This reminds me that a certain large site includes my username and password in its periodical mailings (PlentyOffish.com). This means they don't use a one-way hash for the passwords.
This is negligence; plain and simple. Users have a right to expect web service providers to keep their private information secure with basic industry standards. Someone should sue them and set a precedent.
Ehh... SQL injections are not on the same order of seriousness as storing passwords in plaintext, IMHO.
The average web service has a complexity far greater than any college course project. SQL injections can be mitigated using the correct tools and methodology, but things like this (and buffer overflows) will continue to exist. Such is the nature of things.
There's "oh man, this one variable isn't sanitized", which is a bad, but understandable mistake.
Then there's "oh man, we don't encrypt our passwords AT ALL", which really belongs in the realm of mistakes made by 15 year-olds.

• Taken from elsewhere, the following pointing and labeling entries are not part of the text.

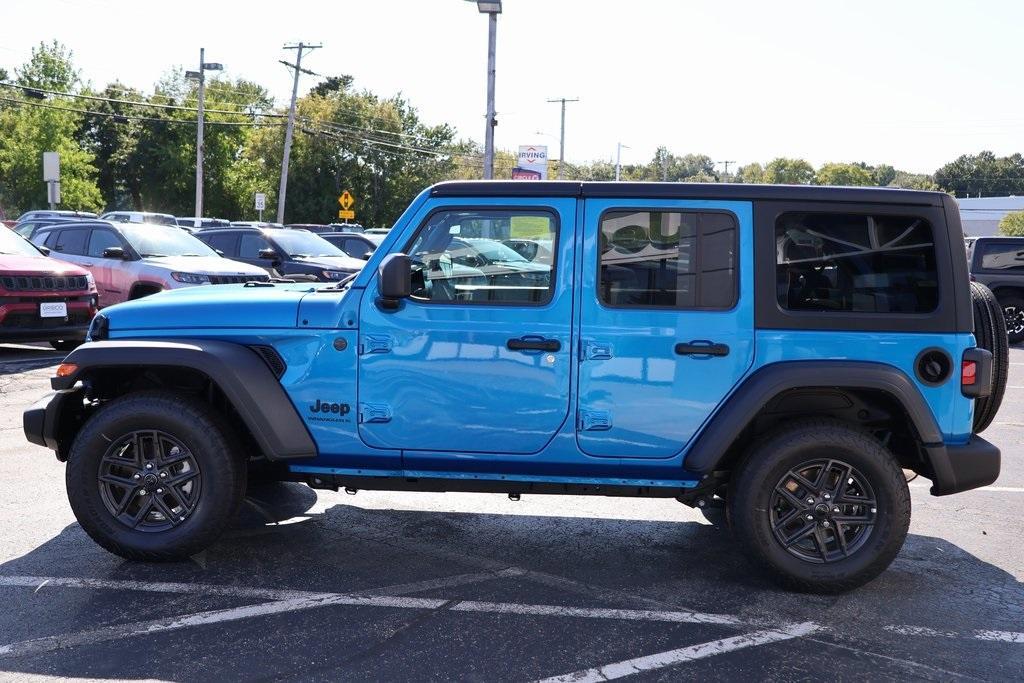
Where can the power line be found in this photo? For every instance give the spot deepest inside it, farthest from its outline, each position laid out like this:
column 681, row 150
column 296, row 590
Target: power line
column 130, row 117
column 130, row 102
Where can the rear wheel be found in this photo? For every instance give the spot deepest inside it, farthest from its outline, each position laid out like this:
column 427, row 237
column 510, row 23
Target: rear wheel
column 990, row 334
column 155, row 476
column 821, row 504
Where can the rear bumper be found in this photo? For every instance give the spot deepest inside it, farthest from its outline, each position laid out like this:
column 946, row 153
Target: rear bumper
column 958, row 468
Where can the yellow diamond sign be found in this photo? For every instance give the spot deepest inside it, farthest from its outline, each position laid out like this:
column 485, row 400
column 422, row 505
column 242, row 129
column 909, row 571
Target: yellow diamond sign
column 346, row 200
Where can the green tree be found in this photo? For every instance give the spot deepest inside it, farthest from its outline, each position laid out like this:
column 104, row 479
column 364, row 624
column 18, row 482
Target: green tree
column 30, row 127
column 1013, row 224
column 982, row 174
column 843, row 174
column 751, row 173
column 788, row 171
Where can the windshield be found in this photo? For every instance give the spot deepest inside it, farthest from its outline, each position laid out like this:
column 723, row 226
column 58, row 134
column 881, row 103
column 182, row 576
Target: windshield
column 161, row 241
column 496, row 252
column 300, row 243
column 13, row 244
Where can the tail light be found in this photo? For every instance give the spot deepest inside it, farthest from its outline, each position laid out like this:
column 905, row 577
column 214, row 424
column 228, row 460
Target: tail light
column 976, row 373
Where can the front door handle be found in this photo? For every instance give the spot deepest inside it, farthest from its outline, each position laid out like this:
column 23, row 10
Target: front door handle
column 701, row 347
column 529, row 343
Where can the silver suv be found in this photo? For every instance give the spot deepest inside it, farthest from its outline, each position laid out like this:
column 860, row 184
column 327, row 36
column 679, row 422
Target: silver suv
column 131, row 260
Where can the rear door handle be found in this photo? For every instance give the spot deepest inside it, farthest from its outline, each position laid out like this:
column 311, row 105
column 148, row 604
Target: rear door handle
column 701, row 347
column 530, row 343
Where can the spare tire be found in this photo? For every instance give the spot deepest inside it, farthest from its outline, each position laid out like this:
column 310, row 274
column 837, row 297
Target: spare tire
column 990, row 334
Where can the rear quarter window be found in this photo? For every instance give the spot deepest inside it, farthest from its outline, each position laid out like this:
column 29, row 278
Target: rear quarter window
column 855, row 263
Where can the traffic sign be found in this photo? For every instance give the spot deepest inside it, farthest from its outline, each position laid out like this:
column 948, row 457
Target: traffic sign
column 346, row 200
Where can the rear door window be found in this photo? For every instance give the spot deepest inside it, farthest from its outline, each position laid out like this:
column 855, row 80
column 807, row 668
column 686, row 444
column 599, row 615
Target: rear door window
column 1003, row 256
column 71, row 242
column 858, row 263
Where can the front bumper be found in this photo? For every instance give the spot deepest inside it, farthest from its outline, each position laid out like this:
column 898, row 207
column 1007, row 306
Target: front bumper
column 958, row 468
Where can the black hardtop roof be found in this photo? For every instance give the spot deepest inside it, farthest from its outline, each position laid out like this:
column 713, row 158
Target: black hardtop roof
column 686, row 190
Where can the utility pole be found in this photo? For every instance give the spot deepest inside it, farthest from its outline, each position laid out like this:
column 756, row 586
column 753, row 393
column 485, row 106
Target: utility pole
column 619, row 160
column 488, row 133
column 561, row 137
column 726, row 164
column 200, row 147
column 297, row 67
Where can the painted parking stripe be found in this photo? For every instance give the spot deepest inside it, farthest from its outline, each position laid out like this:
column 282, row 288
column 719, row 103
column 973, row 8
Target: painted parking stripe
column 683, row 654
column 1001, row 636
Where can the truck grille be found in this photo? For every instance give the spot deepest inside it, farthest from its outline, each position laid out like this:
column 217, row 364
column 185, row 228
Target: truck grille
column 44, row 283
column 237, row 280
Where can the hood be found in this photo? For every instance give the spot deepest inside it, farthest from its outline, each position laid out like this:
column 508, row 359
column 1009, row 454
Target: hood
column 207, row 265
column 19, row 264
column 223, row 306
column 334, row 262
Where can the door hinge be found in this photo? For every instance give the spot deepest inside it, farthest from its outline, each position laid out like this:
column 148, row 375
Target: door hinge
column 375, row 344
column 594, row 421
column 593, row 350
column 374, row 413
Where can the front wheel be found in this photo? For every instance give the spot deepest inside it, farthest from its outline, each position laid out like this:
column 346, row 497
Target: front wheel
column 821, row 504
column 155, row 476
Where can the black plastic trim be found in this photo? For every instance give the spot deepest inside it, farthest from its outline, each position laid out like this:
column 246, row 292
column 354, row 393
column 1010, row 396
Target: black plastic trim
column 960, row 468
column 949, row 316
column 726, row 190
column 240, row 372
column 751, row 396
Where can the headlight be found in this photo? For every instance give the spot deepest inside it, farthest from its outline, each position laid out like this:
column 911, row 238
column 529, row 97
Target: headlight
column 190, row 278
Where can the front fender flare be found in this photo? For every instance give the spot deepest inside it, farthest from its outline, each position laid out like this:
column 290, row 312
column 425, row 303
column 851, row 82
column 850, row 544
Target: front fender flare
column 238, row 371
column 768, row 382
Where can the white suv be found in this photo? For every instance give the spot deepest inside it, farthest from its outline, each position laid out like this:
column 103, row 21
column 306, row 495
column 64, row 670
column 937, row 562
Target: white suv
column 131, row 260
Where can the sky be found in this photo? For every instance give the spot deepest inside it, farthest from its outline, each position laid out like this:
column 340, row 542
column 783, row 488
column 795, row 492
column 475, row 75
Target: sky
column 905, row 82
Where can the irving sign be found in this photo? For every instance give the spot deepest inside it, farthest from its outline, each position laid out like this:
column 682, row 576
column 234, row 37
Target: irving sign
column 531, row 163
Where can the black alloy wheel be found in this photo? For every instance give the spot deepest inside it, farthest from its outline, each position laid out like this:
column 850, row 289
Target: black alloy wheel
column 822, row 511
column 150, row 481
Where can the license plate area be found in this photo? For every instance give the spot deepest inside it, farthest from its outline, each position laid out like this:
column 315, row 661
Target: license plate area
column 53, row 309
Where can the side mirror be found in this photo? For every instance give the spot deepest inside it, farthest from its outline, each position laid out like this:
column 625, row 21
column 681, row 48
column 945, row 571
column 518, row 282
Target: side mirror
column 394, row 280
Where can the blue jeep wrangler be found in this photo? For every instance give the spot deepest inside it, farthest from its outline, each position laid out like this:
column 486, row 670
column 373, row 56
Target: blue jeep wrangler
column 792, row 353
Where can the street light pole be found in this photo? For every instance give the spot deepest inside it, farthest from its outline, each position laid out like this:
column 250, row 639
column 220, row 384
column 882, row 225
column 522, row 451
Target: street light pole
column 619, row 160
column 200, row 144
column 488, row 133
column 199, row 135
column 561, row 138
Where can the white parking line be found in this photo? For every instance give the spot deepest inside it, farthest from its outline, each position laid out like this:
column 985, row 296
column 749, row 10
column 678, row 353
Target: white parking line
column 1003, row 636
column 690, row 653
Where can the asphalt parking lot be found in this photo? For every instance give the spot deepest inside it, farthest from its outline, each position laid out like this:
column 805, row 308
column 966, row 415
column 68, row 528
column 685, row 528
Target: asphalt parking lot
column 384, row 586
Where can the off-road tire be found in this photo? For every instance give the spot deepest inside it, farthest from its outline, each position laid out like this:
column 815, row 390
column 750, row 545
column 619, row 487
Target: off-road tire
column 212, row 442
column 990, row 334
column 772, row 456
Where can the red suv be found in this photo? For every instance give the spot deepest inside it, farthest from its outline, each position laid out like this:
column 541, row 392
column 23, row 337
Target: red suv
column 41, row 298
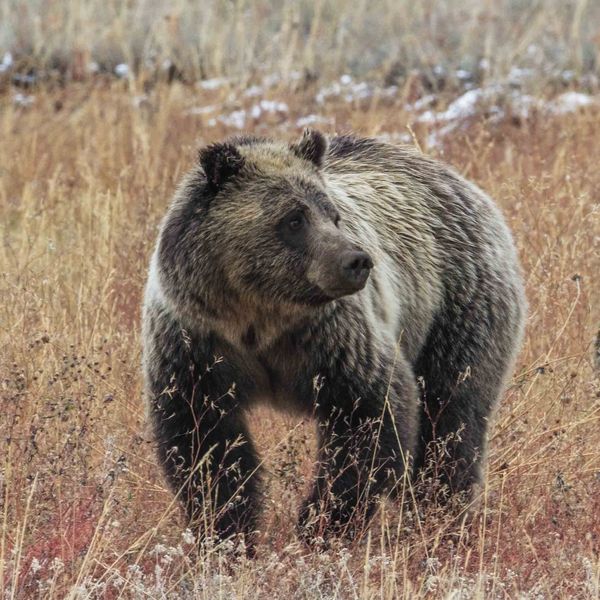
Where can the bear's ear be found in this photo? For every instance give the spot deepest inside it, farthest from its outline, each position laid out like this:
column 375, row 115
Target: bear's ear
column 220, row 163
column 311, row 146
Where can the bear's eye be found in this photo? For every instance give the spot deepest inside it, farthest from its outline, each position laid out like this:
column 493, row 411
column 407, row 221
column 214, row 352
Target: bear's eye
column 296, row 221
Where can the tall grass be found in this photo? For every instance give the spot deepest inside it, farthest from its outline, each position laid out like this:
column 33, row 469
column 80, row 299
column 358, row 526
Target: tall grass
column 85, row 175
column 248, row 38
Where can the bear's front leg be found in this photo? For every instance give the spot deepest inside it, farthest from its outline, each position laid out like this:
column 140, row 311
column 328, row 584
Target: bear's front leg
column 367, row 425
column 197, row 397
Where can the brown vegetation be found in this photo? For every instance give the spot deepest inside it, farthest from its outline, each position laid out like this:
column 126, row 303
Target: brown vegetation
column 85, row 174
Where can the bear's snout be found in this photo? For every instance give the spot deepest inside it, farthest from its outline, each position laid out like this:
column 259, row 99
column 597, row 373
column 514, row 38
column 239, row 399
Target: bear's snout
column 355, row 267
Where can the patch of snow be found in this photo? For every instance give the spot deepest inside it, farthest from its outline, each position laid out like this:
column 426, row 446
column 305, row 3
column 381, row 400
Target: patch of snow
column 212, row 84
column 273, row 106
column 255, row 111
column 201, row 110
column 271, row 80
column 570, row 102
column 253, row 91
column 140, row 100
column 522, row 105
column 23, row 100
column 421, row 103
column 236, row 119
column 313, row 120
column 463, row 107
column 517, row 76
column 122, row 70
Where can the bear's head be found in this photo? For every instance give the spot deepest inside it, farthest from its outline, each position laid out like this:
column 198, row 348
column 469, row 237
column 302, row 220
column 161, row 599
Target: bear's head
column 255, row 225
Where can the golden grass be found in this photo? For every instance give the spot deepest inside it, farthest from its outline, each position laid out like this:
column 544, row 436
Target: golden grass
column 249, row 38
column 85, row 175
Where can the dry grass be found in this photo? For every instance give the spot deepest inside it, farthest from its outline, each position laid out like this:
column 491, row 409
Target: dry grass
column 85, row 174
column 247, row 39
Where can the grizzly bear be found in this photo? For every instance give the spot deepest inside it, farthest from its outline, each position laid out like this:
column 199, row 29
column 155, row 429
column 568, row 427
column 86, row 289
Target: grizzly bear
column 360, row 283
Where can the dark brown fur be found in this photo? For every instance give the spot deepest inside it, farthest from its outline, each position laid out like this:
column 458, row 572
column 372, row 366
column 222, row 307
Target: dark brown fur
column 245, row 304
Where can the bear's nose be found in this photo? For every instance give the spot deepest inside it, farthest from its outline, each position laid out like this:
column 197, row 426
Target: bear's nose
column 356, row 266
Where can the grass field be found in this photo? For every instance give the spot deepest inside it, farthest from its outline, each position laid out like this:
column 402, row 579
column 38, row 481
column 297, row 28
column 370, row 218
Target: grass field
column 86, row 171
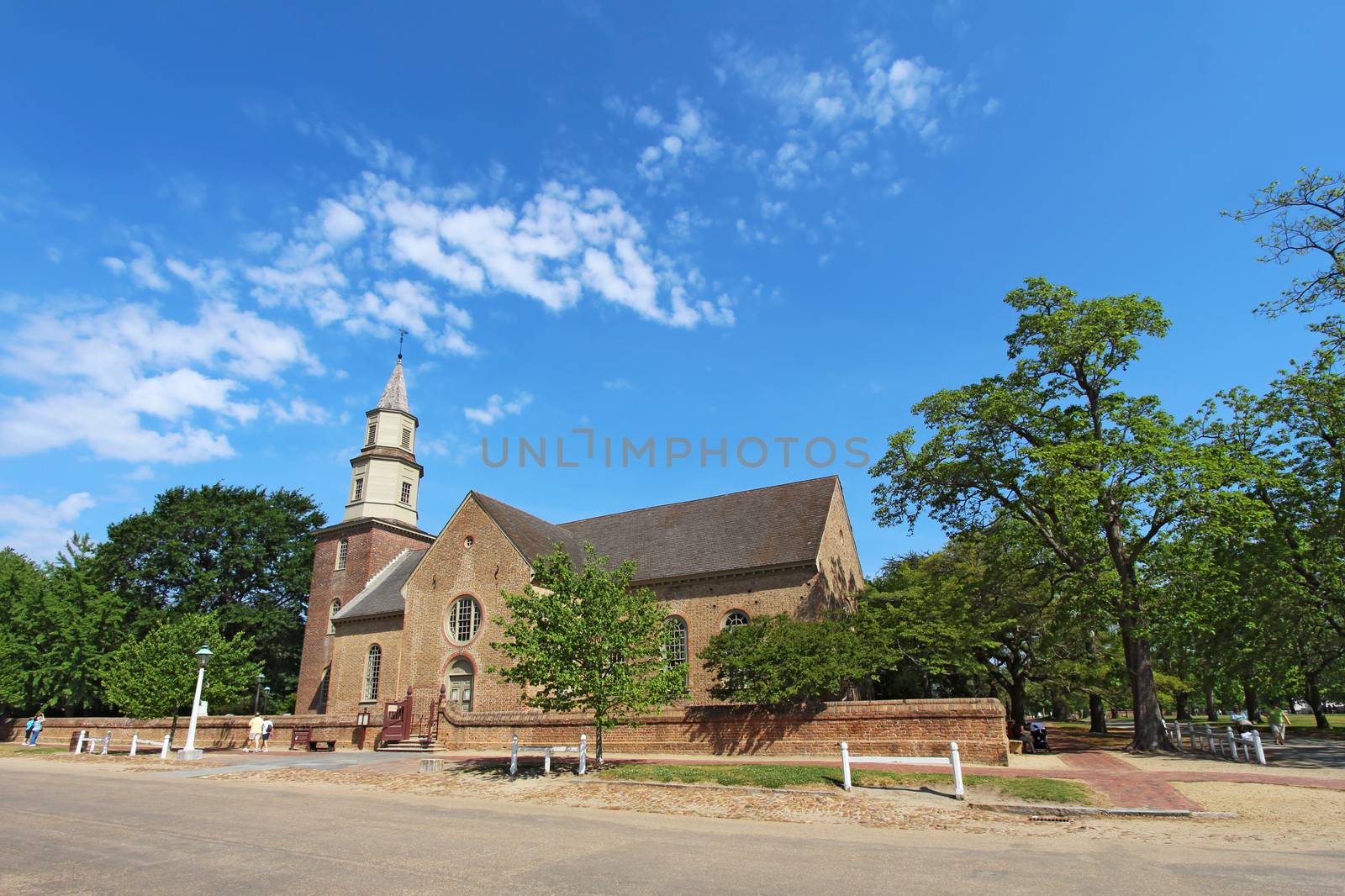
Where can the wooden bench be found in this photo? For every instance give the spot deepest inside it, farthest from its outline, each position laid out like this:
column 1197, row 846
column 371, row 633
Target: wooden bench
column 306, row 737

No seriously, the last time I made that mistake was when I was 15.
And some of those companies get caught out and lose a lot of money for it. I'd rather retake the failed class. The real world is harsher than academia.
But if the company spent its time solving every theoretical security problem, it would have never had a product to make money with in the first place. It is a balance, and "zero tolerance" is silly.
(So is not using a modern database abstraction library. Even PHP has them these days!)
This is why the Rails Tutorial book (http://www.railstutorial.org/book) will be teaching authentication using salted, hashed passwords. Watch for Chapter 5, due out some time around New Year---and please forward it on to the nice fellows at RockYou. (Maybe, while we're at it, we can get them to ditch PHP for Rails.)
This is more valuable than spam - you have passwords, which for most people are practically global. You also have their email addresses, which nowadays are basically the same thing as login.
You just opened the door to everything about these users.